Search code examples
rdplyrcrosstab

Use R's Table function to cross-tabulate data grouped by another variable


Background

Here's a dataframe d:

d <- data.frame(ID = c("a","a","b","b"),                  
                product_code = c("B78","X31","C12","C12"),
                multiple_products = c(1,1,0,0),
                stringsAsFactors=FALSE)

The Problem & What I Want

I'm trying to make a cross-tabulation-style frequency table of multiple_products using base R's table function, but I want to do so by ID and not by row.
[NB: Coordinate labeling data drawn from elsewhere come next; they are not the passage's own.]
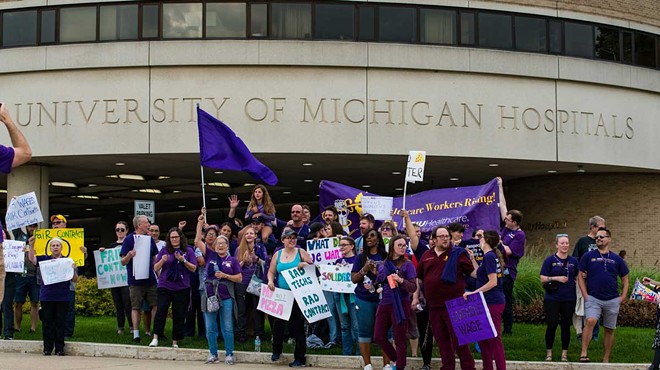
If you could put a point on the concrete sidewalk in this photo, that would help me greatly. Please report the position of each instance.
(196, 357)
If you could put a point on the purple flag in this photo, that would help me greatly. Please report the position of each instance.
(221, 149)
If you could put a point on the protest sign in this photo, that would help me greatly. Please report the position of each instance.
(72, 240)
(109, 271)
(277, 303)
(336, 278)
(471, 319)
(379, 207)
(56, 270)
(14, 255)
(308, 293)
(23, 210)
(324, 251)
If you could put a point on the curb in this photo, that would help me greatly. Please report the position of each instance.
(323, 361)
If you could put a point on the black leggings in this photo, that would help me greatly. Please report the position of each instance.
(553, 311)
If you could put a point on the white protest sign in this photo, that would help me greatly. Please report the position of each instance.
(415, 167)
(56, 270)
(109, 271)
(379, 207)
(145, 208)
(308, 293)
(324, 251)
(14, 254)
(22, 211)
(142, 260)
(277, 303)
(337, 278)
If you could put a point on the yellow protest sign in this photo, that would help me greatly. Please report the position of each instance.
(72, 240)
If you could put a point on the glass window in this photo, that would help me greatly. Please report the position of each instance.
(118, 22)
(150, 21)
(495, 31)
(437, 26)
(19, 28)
(607, 44)
(292, 21)
(531, 34)
(78, 24)
(226, 20)
(645, 50)
(182, 21)
(334, 22)
(578, 40)
(397, 24)
(259, 20)
(467, 29)
(367, 23)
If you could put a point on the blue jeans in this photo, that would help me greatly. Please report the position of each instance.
(226, 314)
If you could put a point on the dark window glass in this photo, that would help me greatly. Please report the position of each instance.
(578, 40)
(367, 23)
(292, 21)
(259, 20)
(495, 31)
(467, 29)
(397, 24)
(531, 34)
(334, 22)
(19, 28)
(182, 21)
(118, 22)
(437, 26)
(226, 20)
(78, 24)
(645, 50)
(607, 44)
(554, 28)
(150, 21)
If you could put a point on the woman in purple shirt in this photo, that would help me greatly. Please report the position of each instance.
(174, 264)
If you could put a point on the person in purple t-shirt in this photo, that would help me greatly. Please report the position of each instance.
(513, 248)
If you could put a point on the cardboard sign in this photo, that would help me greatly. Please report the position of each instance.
(22, 211)
(14, 255)
(109, 271)
(277, 303)
(56, 270)
(72, 240)
(471, 319)
(308, 293)
(337, 278)
(324, 251)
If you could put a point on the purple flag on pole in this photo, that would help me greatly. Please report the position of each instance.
(221, 149)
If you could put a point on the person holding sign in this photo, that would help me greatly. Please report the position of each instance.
(285, 259)
(489, 281)
(54, 300)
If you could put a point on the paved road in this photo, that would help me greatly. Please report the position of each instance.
(16, 361)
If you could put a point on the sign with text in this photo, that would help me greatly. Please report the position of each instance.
(56, 270)
(379, 207)
(109, 271)
(336, 278)
(277, 303)
(72, 240)
(23, 210)
(145, 208)
(471, 319)
(13, 253)
(324, 251)
(308, 293)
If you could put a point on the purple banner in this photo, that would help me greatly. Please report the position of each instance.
(471, 319)
(476, 207)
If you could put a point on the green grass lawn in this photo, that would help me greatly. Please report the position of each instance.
(632, 345)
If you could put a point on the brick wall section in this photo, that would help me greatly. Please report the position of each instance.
(630, 204)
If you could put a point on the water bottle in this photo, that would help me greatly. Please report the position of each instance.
(257, 344)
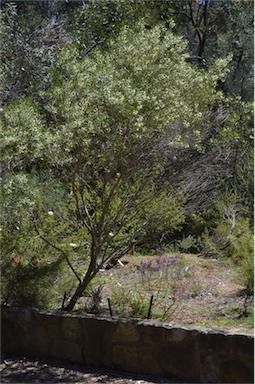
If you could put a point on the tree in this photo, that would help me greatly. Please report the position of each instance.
(112, 116)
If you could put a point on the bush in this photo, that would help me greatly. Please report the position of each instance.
(237, 244)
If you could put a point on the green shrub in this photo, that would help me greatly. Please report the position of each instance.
(235, 242)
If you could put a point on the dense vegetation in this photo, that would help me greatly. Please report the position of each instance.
(124, 123)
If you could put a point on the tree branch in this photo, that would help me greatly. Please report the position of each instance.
(57, 249)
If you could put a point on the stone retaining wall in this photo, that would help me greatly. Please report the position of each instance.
(148, 347)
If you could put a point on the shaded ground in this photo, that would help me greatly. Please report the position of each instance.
(25, 370)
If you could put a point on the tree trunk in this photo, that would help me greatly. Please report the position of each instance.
(78, 293)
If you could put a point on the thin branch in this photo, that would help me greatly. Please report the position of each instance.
(57, 249)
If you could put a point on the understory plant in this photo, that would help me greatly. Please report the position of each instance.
(155, 284)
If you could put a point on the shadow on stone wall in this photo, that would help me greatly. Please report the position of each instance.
(137, 346)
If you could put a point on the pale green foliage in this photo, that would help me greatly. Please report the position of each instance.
(109, 117)
(24, 138)
(138, 85)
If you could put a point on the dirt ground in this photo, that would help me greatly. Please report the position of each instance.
(211, 295)
(26, 370)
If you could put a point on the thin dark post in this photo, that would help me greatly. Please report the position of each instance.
(149, 312)
(63, 302)
(110, 308)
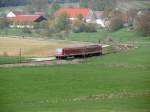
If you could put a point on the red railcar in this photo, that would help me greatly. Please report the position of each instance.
(80, 51)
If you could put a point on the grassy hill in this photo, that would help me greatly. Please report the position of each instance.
(113, 83)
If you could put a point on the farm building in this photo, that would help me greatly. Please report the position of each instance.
(21, 21)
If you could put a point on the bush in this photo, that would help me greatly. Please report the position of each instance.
(116, 23)
(62, 22)
(90, 27)
(78, 26)
(142, 24)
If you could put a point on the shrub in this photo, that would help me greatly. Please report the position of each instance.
(90, 27)
(78, 26)
(62, 22)
(142, 24)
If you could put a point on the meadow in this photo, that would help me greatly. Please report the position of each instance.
(116, 82)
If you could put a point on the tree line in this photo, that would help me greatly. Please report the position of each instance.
(6, 3)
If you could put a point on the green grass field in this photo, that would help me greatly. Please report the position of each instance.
(11, 60)
(113, 83)
(122, 35)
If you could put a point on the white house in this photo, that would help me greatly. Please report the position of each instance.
(11, 14)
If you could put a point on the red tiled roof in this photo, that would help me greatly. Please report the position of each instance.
(98, 14)
(73, 12)
(25, 18)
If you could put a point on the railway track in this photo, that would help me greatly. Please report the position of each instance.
(40, 63)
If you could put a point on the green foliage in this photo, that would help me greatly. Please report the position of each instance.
(54, 6)
(62, 22)
(98, 4)
(90, 27)
(142, 24)
(116, 23)
(78, 26)
(41, 25)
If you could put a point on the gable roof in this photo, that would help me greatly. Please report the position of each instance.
(73, 12)
(28, 18)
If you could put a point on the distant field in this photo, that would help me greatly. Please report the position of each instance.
(112, 83)
(122, 35)
(30, 47)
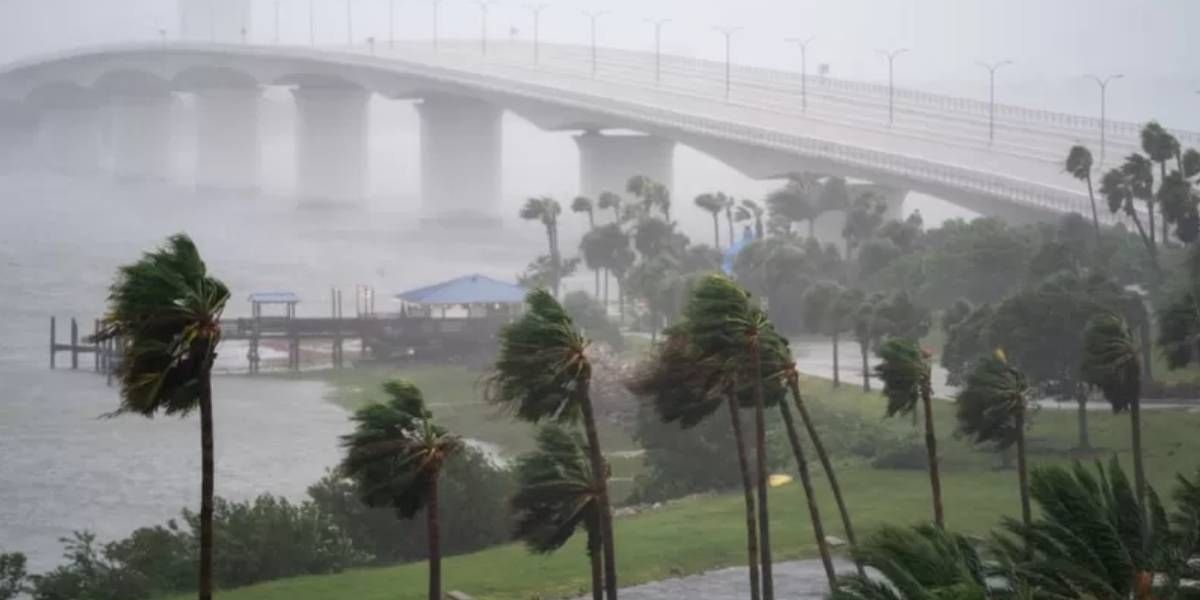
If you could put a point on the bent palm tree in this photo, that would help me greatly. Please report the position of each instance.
(395, 456)
(1110, 363)
(166, 310)
(556, 496)
(993, 408)
(905, 372)
(543, 373)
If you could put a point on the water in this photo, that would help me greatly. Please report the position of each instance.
(65, 468)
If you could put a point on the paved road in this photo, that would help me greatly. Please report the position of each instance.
(798, 580)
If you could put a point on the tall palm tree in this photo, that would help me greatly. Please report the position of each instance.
(993, 409)
(725, 324)
(557, 496)
(395, 456)
(713, 203)
(1111, 364)
(166, 312)
(905, 372)
(546, 211)
(687, 388)
(1079, 165)
(543, 373)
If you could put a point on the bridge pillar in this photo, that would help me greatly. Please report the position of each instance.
(331, 145)
(139, 136)
(607, 162)
(227, 153)
(70, 139)
(460, 161)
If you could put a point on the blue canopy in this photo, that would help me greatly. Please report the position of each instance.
(468, 289)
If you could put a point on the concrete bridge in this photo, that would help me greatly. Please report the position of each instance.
(117, 101)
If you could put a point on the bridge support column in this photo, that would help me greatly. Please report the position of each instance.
(460, 161)
(607, 162)
(331, 145)
(141, 137)
(70, 139)
(227, 153)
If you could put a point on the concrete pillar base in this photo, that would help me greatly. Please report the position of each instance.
(331, 145)
(460, 161)
(607, 162)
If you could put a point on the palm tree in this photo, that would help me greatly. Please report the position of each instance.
(714, 203)
(1079, 165)
(724, 324)
(993, 409)
(751, 210)
(905, 372)
(543, 373)
(1111, 364)
(556, 496)
(165, 310)
(395, 456)
(546, 210)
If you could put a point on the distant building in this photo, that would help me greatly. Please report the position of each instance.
(217, 21)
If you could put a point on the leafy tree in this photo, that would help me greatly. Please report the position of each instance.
(543, 373)
(1110, 364)
(395, 457)
(546, 211)
(166, 311)
(905, 372)
(556, 496)
(993, 408)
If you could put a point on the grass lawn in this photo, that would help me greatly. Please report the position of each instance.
(702, 533)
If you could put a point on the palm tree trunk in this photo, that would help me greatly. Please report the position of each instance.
(1023, 474)
(768, 585)
(807, 483)
(748, 492)
(594, 549)
(600, 472)
(837, 375)
(435, 540)
(935, 477)
(207, 486)
(827, 466)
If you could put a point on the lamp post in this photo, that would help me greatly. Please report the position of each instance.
(535, 9)
(594, 16)
(803, 43)
(1104, 90)
(658, 47)
(727, 31)
(892, 89)
(991, 95)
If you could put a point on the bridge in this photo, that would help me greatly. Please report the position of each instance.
(627, 111)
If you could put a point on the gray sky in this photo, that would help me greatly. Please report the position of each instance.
(1053, 42)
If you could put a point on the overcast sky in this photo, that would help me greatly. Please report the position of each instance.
(1051, 42)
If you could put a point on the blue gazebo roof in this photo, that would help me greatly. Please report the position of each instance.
(468, 289)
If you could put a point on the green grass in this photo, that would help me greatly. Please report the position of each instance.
(702, 533)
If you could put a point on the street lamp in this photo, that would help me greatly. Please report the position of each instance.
(594, 16)
(804, 69)
(535, 9)
(892, 89)
(658, 47)
(991, 95)
(727, 31)
(1104, 89)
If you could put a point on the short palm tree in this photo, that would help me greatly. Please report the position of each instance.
(905, 372)
(395, 456)
(993, 409)
(1111, 364)
(1079, 165)
(543, 373)
(166, 311)
(557, 496)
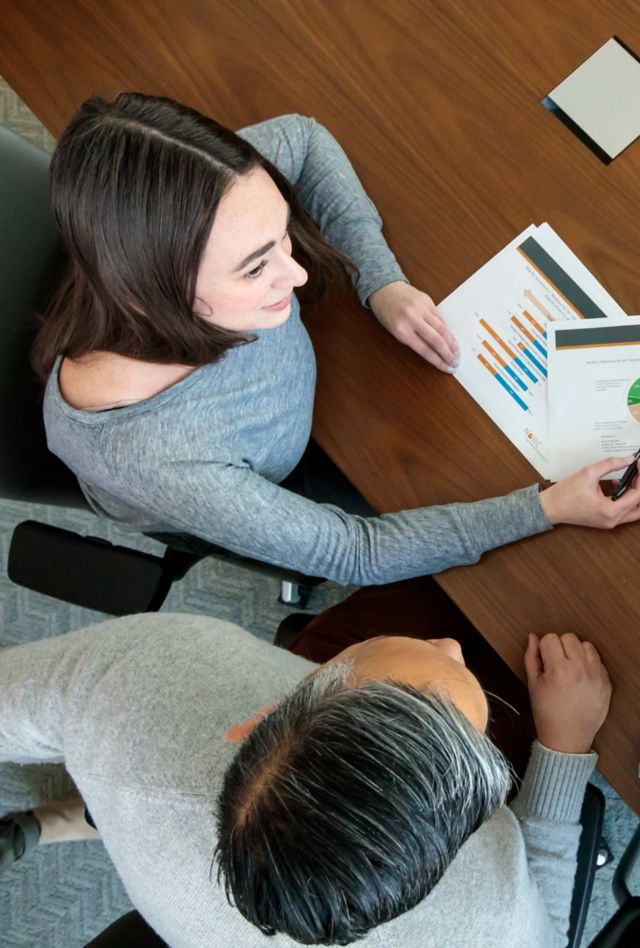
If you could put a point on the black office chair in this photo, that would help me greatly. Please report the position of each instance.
(131, 931)
(623, 929)
(86, 571)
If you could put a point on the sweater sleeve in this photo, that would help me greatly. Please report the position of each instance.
(32, 685)
(312, 160)
(239, 510)
(548, 810)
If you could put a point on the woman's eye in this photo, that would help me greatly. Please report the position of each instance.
(252, 274)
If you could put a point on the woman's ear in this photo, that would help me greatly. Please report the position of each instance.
(239, 732)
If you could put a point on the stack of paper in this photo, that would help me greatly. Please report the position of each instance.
(501, 318)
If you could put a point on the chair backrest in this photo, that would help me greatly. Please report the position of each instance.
(31, 261)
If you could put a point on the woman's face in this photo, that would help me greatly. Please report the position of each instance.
(247, 275)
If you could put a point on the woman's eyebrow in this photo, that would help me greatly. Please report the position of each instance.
(262, 250)
(256, 253)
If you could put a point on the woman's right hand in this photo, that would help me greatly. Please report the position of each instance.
(569, 689)
(580, 499)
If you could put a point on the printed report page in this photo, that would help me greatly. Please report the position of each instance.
(594, 392)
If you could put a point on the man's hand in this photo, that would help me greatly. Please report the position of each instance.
(569, 689)
(411, 316)
(579, 499)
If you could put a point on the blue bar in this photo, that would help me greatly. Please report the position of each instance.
(524, 369)
(537, 364)
(516, 378)
(511, 392)
(540, 348)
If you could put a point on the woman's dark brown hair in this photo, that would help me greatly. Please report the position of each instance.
(135, 186)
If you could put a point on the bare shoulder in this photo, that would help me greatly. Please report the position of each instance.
(103, 380)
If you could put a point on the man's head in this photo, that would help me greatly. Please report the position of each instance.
(347, 802)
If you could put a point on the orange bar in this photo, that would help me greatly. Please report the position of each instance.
(486, 364)
(533, 321)
(495, 355)
(522, 329)
(536, 302)
(497, 338)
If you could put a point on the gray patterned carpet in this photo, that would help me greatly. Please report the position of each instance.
(62, 896)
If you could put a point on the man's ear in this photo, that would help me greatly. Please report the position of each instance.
(239, 732)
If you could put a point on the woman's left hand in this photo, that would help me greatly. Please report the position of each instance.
(411, 316)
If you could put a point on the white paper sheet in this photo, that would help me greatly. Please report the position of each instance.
(499, 317)
(594, 392)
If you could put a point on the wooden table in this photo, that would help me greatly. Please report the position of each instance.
(437, 104)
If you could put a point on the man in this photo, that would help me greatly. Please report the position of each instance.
(363, 799)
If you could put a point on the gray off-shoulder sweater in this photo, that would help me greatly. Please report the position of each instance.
(205, 457)
(139, 708)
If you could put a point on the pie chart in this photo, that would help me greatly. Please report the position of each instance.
(633, 400)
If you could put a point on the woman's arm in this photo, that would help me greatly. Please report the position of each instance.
(309, 156)
(311, 159)
(548, 811)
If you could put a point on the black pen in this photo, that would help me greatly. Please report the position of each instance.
(626, 480)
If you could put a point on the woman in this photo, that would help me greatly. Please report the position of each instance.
(180, 378)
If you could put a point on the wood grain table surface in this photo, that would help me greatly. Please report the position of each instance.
(437, 103)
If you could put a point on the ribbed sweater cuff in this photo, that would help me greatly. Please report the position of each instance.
(554, 784)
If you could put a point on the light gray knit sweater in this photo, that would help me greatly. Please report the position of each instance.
(139, 708)
(205, 456)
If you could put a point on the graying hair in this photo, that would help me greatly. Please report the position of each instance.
(346, 804)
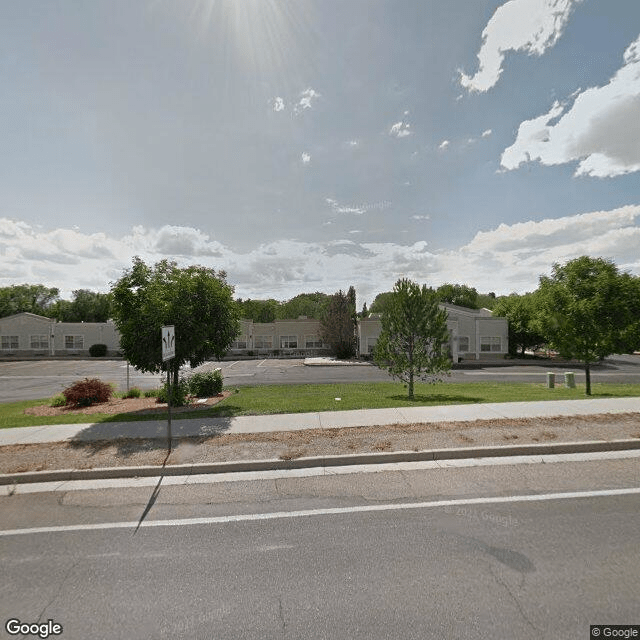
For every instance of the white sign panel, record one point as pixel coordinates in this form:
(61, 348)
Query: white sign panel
(168, 343)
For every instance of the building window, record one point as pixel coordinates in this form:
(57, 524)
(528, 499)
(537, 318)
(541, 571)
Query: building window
(39, 342)
(74, 342)
(9, 342)
(288, 342)
(490, 344)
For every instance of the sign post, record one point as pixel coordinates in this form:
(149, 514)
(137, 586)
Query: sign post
(168, 352)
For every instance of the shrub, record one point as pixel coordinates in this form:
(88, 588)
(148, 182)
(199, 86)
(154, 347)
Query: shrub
(58, 401)
(179, 394)
(85, 392)
(98, 350)
(204, 385)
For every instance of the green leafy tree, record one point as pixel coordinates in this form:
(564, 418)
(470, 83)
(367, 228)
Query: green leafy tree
(589, 310)
(487, 300)
(413, 343)
(521, 311)
(380, 302)
(196, 300)
(337, 325)
(30, 298)
(458, 294)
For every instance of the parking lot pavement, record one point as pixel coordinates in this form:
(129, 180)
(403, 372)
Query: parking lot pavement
(33, 379)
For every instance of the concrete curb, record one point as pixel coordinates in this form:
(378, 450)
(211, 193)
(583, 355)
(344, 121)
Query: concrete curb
(65, 475)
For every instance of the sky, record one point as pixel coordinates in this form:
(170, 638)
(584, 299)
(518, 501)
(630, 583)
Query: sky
(310, 145)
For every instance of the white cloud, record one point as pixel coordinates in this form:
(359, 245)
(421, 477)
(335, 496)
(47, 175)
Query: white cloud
(600, 129)
(338, 208)
(307, 99)
(400, 129)
(507, 258)
(532, 26)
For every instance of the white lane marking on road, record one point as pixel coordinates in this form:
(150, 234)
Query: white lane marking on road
(309, 472)
(279, 515)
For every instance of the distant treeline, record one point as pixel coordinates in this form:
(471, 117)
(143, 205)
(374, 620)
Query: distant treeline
(314, 305)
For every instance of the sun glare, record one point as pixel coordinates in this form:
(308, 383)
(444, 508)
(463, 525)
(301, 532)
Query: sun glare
(261, 36)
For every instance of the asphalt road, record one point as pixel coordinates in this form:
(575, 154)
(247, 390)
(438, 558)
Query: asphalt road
(28, 380)
(340, 555)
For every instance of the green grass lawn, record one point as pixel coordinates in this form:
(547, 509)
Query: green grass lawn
(322, 397)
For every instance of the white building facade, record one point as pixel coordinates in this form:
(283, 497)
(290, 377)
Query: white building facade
(28, 334)
(473, 335)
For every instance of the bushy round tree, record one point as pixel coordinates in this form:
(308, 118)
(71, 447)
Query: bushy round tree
(196, 300)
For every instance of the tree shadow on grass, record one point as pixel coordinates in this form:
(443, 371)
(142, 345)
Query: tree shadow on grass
(436, 398)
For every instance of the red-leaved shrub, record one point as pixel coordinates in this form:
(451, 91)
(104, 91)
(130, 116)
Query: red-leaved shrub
(86, 392)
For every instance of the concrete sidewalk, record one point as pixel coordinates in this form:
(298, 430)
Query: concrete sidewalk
(317, 420)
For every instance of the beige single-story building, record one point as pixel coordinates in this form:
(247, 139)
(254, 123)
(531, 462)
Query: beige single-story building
(474, 334)
(28, 334)
(281, 337)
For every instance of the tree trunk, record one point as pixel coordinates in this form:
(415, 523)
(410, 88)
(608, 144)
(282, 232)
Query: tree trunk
(587, 373)
(176, 372)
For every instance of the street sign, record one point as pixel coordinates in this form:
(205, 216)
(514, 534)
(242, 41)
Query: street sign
(168, 343)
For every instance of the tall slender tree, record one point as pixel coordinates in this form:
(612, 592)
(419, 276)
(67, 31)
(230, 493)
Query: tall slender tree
(413, 343)
(589, 310)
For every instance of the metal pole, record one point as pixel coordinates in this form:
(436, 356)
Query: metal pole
(168, 407)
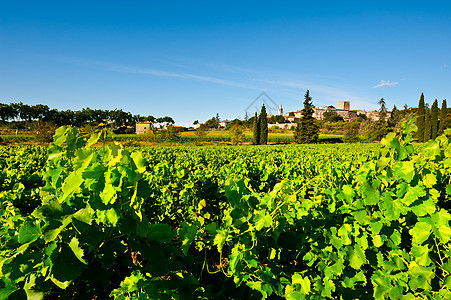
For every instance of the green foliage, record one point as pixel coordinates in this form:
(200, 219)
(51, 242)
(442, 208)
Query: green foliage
(236, 134)
(262, 119)
(427, 125)
(434, 119)
(373, 131)
(307, 131)
(444, 118)
(395, 117)
(352, 133)
(45, 131)
(332, 116)
(256, 133)
(420, 121)
(292, 221)
(201, 131)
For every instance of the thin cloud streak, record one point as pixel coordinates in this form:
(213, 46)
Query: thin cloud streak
(160, 73)
(384, 83)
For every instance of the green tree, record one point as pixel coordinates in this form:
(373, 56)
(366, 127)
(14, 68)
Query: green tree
(421, 119)
(427, 124)
(382, 110)
(201, 131)
(307, 131)
(434, 119)
(395, 117)
(352, 133)
(443, 118)
(256, 130)
(236, 134)
(332, 116)
(263, 126)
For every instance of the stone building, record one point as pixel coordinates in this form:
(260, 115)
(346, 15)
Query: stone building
(143, 127)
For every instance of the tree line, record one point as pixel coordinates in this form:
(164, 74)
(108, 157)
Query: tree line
(431, 122)
(20, 112)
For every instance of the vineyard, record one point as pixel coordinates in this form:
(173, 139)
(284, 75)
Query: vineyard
(85, 219)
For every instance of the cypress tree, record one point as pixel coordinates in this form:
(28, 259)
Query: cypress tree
(443, 118)
(434, 120)
(427, 125)
(307, 131)
(420, 119)
(263, 126)
(256, 130)
(395, 117)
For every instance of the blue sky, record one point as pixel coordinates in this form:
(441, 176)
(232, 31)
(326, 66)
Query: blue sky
(193, 59)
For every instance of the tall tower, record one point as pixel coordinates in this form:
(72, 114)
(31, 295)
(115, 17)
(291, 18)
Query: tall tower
(344, 105)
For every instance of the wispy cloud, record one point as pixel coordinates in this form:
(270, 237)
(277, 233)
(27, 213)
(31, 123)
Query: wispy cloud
(162, 73)
(384, 83)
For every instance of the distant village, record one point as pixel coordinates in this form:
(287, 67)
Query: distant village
(344, 110)
(290, 118)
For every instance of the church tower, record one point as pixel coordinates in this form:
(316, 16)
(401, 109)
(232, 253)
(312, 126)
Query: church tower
(280, 110)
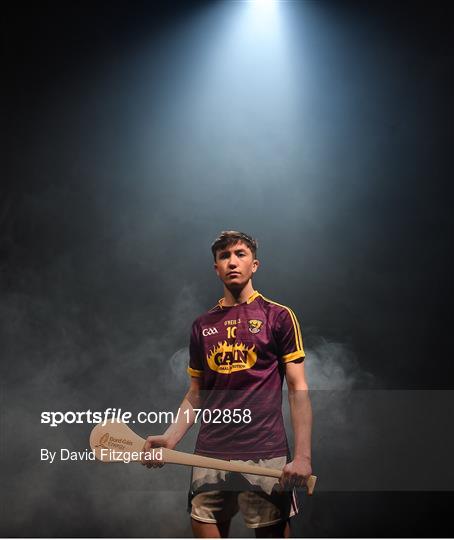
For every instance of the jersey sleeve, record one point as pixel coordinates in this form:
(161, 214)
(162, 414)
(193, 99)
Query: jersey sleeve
(289, 338)
(195, 368)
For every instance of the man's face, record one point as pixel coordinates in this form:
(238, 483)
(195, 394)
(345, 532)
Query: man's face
(235, 265)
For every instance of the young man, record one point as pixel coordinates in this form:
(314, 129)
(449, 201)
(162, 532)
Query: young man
(240, 352)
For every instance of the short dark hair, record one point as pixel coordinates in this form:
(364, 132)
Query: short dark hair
(229, 238)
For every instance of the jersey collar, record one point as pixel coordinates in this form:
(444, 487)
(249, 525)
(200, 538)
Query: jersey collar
(248, 301)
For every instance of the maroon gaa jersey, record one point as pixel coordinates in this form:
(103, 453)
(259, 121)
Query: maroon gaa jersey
(239, 352)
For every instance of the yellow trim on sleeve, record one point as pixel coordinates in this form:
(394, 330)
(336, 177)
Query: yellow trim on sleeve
(293, 356)
(194, 372)
(296, 326)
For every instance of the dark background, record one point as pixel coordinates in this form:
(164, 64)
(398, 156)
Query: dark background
(133, 132)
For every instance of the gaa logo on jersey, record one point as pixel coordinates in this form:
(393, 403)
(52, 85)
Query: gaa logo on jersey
(254, 326)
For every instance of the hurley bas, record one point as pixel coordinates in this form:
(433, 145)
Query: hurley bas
(106, 454)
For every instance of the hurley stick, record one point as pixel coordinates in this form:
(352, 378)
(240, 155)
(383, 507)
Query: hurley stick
(116, 440)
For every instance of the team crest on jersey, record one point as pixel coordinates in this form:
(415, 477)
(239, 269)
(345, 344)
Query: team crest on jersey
(254, 326)
(226, 357)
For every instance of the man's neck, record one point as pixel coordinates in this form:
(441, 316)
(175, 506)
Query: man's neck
(234, 297)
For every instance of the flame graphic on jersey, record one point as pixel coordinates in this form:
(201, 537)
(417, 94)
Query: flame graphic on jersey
(229, 357)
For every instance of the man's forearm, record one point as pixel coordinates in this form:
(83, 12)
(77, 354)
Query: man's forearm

Here's what I'm looking for:

0 1 
1 1 

In other words, a table that says "there's 1 ID where multiple_products equals 0, and 1 ID where it equals 1".

What I've Tried

Here's my attempt so far using dplyr:

dtable <- d %>%
  group_by(ID) %>%
  table(d$multiple_products) %>%
  ungroup()

This code runs on my real dataset without errors, but it gives me the same result that table(d$multiple_products) would, namely this:

0 1 
2 2 

Which indicates "2 rows where multiple_products equals 0, and 2 rows where it equals 1".

In the toy example I'm giving you here, this code doesn't even run, giving me the following error:

Error: Can't combine `ID` <character> and `multiple_products` <double>.

Any thoughts?


Solution

  • We need to check n_distinct by group

    library(dplyr)
    d %>% 
        group_by(multiple_products) %>% 
        summarise(n = n_distinct(ID))
    

    -output

    # A tibble: 2 x 2
      multiple_products     n
                  <dbl> <int>
    1                 0     1
    2                 1     1